If you’re a little bit confused and would like to understand what Company Letting Agreement and Assured Shorthold Tenancy Agreement (AST) are, their differences and the regulation, then read on…
What are Assured Shorthold Tenancies:
ASTs are usually generally for six or 12 months. This would give the landlord the chance to review the tenancy and renew the agreement at the end of the period.
Landlords can evict a tenant after an initial fixed term of six months without a legal reason. If a landlord decides not to renew the tenancy, they need to issue a Section 21 Notice to as it operates under section 21 of the Housing Act 1988.
Landlords can also terminate a tenancy before the fixed period elapses. The landlord must obtain an order for possession from a court.
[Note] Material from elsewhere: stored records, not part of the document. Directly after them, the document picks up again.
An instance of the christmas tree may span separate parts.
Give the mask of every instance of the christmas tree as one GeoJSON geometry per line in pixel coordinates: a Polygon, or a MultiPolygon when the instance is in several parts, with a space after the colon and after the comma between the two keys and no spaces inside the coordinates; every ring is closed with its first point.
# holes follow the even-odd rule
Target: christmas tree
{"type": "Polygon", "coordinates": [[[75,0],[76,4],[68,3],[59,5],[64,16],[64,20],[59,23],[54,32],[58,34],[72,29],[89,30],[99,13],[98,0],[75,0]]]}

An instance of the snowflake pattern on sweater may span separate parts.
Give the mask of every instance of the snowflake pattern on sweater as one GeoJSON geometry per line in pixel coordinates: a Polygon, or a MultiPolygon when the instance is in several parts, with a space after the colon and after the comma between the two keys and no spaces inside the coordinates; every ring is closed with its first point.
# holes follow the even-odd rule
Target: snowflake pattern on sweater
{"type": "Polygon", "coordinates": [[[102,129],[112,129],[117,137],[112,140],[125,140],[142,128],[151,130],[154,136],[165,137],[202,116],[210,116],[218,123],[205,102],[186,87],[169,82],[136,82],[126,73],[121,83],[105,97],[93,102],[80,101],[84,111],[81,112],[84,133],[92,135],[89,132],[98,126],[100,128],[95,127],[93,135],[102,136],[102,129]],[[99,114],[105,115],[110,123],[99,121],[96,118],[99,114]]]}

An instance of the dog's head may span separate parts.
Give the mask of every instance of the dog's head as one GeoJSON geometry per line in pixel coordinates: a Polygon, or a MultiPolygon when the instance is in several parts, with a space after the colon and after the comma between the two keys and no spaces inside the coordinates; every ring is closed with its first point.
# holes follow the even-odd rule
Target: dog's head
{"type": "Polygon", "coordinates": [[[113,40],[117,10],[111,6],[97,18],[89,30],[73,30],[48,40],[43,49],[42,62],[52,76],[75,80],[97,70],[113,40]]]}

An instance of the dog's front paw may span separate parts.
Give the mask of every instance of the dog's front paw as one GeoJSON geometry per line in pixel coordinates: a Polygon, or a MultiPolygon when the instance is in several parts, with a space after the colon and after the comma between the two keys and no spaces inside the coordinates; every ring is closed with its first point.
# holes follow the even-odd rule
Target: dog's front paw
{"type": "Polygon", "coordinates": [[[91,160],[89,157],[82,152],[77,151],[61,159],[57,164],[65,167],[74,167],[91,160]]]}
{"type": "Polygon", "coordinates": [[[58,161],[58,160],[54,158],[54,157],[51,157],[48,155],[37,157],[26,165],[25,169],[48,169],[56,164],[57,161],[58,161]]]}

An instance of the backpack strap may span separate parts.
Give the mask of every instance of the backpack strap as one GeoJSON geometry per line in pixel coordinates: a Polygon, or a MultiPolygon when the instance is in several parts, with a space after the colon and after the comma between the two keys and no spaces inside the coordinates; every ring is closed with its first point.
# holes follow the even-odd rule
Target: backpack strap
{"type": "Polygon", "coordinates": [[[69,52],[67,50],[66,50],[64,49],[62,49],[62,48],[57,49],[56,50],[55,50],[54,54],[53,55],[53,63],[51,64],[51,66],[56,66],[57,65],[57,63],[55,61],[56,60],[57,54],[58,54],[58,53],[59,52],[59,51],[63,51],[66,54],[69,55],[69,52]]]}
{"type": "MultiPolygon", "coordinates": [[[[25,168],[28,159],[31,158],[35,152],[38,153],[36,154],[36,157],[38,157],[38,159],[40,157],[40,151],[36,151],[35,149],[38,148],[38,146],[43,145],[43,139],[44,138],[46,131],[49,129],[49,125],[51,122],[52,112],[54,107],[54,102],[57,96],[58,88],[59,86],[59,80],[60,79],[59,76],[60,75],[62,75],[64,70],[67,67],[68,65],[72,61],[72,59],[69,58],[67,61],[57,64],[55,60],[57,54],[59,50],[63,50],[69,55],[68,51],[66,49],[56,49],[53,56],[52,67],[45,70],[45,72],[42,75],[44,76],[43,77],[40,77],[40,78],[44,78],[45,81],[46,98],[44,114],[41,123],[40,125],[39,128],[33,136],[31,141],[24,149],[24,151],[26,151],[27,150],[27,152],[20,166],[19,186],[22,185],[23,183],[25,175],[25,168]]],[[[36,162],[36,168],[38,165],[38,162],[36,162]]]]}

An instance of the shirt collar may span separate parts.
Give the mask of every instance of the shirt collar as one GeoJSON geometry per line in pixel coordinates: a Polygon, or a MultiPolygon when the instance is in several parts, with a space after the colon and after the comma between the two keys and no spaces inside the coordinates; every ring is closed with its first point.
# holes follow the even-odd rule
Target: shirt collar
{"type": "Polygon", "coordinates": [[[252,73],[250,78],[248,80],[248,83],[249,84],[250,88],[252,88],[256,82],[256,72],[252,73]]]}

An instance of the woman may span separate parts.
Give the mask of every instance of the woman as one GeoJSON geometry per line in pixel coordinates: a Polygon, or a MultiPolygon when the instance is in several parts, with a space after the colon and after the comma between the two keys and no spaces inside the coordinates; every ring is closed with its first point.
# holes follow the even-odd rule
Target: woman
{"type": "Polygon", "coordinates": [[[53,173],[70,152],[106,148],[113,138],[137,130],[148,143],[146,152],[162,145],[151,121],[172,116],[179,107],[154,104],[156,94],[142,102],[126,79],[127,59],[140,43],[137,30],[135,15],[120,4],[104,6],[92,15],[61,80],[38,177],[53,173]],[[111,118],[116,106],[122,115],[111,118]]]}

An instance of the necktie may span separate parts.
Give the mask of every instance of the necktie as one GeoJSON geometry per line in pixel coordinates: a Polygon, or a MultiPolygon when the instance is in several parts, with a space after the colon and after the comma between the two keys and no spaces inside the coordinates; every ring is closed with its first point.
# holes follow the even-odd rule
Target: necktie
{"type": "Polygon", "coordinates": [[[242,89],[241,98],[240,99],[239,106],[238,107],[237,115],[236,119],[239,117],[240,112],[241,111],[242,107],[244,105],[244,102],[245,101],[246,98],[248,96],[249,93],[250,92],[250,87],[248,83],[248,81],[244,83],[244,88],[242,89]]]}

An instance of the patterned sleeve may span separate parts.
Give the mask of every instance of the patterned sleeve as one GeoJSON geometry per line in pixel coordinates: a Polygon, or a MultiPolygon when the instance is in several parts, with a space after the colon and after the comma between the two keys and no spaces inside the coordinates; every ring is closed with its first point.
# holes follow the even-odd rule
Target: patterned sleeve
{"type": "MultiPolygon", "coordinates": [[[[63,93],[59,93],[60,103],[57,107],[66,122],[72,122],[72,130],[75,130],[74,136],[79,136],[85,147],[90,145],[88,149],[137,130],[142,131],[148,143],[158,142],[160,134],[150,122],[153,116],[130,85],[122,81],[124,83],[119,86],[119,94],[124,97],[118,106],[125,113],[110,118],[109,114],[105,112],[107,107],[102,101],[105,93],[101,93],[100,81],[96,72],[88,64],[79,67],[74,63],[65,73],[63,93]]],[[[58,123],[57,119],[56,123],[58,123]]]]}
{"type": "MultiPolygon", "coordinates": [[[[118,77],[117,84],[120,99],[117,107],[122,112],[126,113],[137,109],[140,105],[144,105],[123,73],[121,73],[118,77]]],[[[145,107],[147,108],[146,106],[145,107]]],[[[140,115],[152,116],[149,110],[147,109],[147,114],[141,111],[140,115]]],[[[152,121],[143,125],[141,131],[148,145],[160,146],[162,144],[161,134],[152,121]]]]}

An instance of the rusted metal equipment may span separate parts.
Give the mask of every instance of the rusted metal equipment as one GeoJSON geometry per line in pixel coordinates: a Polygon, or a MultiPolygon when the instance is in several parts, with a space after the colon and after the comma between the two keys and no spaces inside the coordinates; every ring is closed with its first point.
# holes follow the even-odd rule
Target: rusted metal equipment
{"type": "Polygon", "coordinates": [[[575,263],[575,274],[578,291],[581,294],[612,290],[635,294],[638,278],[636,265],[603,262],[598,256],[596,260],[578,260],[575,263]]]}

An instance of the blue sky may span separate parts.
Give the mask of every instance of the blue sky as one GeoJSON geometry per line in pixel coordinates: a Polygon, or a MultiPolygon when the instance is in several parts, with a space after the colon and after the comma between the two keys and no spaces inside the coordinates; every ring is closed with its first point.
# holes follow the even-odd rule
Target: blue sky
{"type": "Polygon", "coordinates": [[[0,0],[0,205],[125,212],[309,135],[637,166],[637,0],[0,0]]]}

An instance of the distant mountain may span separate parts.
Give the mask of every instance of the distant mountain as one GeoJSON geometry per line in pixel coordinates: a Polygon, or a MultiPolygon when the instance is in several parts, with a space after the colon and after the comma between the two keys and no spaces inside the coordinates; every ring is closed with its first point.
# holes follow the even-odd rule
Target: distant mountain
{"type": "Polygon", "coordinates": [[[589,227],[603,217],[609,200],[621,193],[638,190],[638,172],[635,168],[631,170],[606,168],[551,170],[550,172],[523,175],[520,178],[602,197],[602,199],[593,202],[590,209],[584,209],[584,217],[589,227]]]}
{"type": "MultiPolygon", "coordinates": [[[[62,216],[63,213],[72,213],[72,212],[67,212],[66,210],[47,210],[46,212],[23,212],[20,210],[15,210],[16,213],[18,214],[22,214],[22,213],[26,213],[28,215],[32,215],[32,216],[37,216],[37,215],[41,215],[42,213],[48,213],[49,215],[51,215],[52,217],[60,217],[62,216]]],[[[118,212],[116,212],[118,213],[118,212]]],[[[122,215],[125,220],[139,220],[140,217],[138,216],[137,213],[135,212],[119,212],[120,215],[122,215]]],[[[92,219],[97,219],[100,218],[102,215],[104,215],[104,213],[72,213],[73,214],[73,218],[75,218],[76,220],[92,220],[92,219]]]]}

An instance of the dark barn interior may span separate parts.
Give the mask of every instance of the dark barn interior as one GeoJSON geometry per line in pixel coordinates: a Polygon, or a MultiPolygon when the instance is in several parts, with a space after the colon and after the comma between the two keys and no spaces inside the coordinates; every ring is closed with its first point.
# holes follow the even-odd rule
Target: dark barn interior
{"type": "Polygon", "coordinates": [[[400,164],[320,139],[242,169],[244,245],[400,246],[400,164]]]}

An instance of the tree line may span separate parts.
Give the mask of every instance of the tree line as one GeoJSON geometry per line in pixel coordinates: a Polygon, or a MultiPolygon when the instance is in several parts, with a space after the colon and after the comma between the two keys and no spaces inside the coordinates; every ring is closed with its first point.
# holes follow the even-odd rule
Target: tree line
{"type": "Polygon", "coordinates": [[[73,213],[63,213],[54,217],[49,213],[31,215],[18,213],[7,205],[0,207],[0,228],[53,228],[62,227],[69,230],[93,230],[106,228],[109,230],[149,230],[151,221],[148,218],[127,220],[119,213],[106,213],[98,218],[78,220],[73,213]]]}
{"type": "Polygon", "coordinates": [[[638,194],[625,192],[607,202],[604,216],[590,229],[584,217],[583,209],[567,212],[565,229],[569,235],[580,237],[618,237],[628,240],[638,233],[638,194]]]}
Before applying to the court for such an order, the landlord must issue the tenant with a Section 8 Notice to Quit, it operates under section 8 of the Housing Act, needs to state that the landlord intends to seek possession of the property and the grounds on which possession is sought.
A landlord must give the tenant just two weeks’ notice for most of the 17 grounds covered by section 8 of the Housing Act. These include rent arrears, antisocial behaviour and breaches of the terms of the agreement.
ASTs are not usually subject to rent controls, which gives landlords the right to increase the amount they charge tenants after they have signed the rental agreement.
What are company lets:
A company is in a sense a ‘person’. It has a legal identity and it is capable of owning a business, hiring staff, and owning and renting property.
A company can rent a property can be rented as a ‘residential tenancy’. However, it cannot live in the property itself, it lives in it through the directors and employees.
When a company rents residential accommodation for its own staff or directors this is known as a ‘company let’. If a property is rented for the purpose of subletting to customers, this will be a commercial tenancy and not a residential one.
Considering residential tenancies, there are significant differences between lets to people and lets to companies.
The Housing Act 1988 Does Not Apply
S1 of the Housing Act 1988 specifically excludes company lets from the statutory code set up by that act. Meaning
A property let to a company cannot be ‘an assured shorthold tenancy`.
The procedures set out in s13 for increasing rent by notice in periodic tenancies does not apply.
The eviction procedures set out in section 21 and in section 8, and the second schedule to the act, also do not apply.
The rules developed over the centuries under the ‘common law’ will apply instead. Society is used to the Housing Act 1988 rules that the old common law rules are generally forgotten.
Rent for company lets is unregulated. Therefore, there is no way that a company can challenge a rent – once they have signed a tenancy agreement – and claim it is too high. Instead, this can sometimes be done under the statutory codes.
A rent will be as set out in the tenancy agreement. If a landlord wants to increase this, it can be done via a rent review clause. Otherwise, there can be an agreement or the parties can sign a new tenancy agreement.
It’s very easy for a landlord to end a common-law tenancy after the end of the fixed term. They just serve an old style Notice. Then, if none gives up a vacant possession, they bring proceedings for possession.
If a landlord wants to end a tenancy during the fixed term, this can only be done if the tenant is in breach of the terms of the tenancy agreement, when the landlord can use the old ‘forfeiture’ procedure.
Living tenants are generally consumers.
A company being an artificial person for business purposes, cannot take advantage of the various consumer laws which exist to protect living tenants.
In particular, the unfair terms rules and the various other measures set out in the Consumer Rights Act 2015 will not apply.
Company lets can be very lucrative. For this reason, large, wealthy companies will often rent high-end properties at high rents for accommodation for their staff.
It is best to be cautious. A company can close down, it can become insolvent, in which case it may prove impossible to recover unpaid rent. It would be best to take guarantees from the directors.
Also, sometimes someone will seek to rent accommodation through their company because they would not pass normal referencing. Therefore, it is important to find out who will be living at the property and, if possible, take references.